Эти меры предписаны 7 февраля; следовательно, они были решены в предшествующие дни, то есть в то время, когда Наполеон предлагал раздел русскому императору; связь между этими двумя его решениями не подлежит спору. Она сказывается даже в некотором сходстве выражений. В депеше к Коленкуру от 29 января Наполеон указывает на выгоду отложить раздел “до того дня, когда у англичан будет вырвано господство на Средиземном море”.[314] В инструкицях для Гантома он указывает “на громадное значение обладать Сицилией, что совершенно изменит положение на Средиземном море”.[315] Таким образом, он смотрит на завоевание Средиземного моря как на нечто, отныне осуществимое и неизбежное, и думает, что в настоящее время можно считать, что главное условие, в зависимости от которого он ставил раздел, имеется налицо. В то же время он обращается к Жозефу по поводу Корфу с поразительными, характерными по их таинственному смыслу словами: “Корфу до такой степени важен для меня, – пишет он ему, – что утрата его нанесет роковой удар моим планам… Запомните мои слова: при настоящем положении Европы самое большое несчастье, которое только может меня постигнуть, это – утрата Корфу”.[316]

Вскоре он высказывается определеннее. По прошествии нескольких недель флот Гантома, снабдив всем необходимым Ионические острова, вернулся передохнуть в Тулон, ничего не сделав однако в Сицилии. Такой неполный успех не только не разочаровывает Наполеона, а скорее возбуждает его деятельность. В марте в адресованном министру Декре общем обзоре, в котором рассматривается предполагаемое распределение и употребление всех его морских сил, в том месте, где он подробно излагает меры, которые нужно принять на севере, он добавляет: “В то же время я буду делать приготовления в Корфу, Таренто и Неаполе для экспедиции в Сицилию или Египет”.[317] Затем он снова возвращается к своей мысли и дополняет ее, но уже не допускает выбора между экспедициями в Сицилию или Египет, а указывает на их нераздельность и связь с событиями, театром которых сделается Турция.

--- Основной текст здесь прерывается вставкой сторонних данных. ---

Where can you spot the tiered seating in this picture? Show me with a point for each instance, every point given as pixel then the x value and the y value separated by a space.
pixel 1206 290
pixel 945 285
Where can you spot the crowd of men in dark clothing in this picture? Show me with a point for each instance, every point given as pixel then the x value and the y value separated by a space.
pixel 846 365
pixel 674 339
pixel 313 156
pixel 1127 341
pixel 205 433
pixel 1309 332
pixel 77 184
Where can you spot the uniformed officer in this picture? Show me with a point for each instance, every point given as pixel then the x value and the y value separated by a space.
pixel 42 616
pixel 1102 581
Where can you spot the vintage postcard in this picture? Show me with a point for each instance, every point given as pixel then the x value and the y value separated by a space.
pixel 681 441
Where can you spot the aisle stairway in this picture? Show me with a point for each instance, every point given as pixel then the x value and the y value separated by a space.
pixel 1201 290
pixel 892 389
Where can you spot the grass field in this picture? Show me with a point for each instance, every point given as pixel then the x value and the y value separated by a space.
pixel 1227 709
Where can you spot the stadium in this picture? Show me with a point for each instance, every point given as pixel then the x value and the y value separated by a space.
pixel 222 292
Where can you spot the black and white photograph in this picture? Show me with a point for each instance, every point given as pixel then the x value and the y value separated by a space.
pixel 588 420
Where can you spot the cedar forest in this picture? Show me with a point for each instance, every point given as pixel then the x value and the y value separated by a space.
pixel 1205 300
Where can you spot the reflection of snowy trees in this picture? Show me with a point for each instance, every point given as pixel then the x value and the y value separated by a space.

После указания на маневры, при помощи которых он надеется скрыть от англичан свои виды на океан и на западную часть Средиземного моря, он отказывается от мысли обмануть их на Востоке, намекает, что нападение на Оттоманскую империю с суши обнаружит наши морские планы и кончает следующей фразой: “Желание овладеть Сицилией и Египтом будет столь очевидно; операции, направленные против Константинополя, до такой степени выяснят это, что англичанам невозможно будет заблуждаться”[318].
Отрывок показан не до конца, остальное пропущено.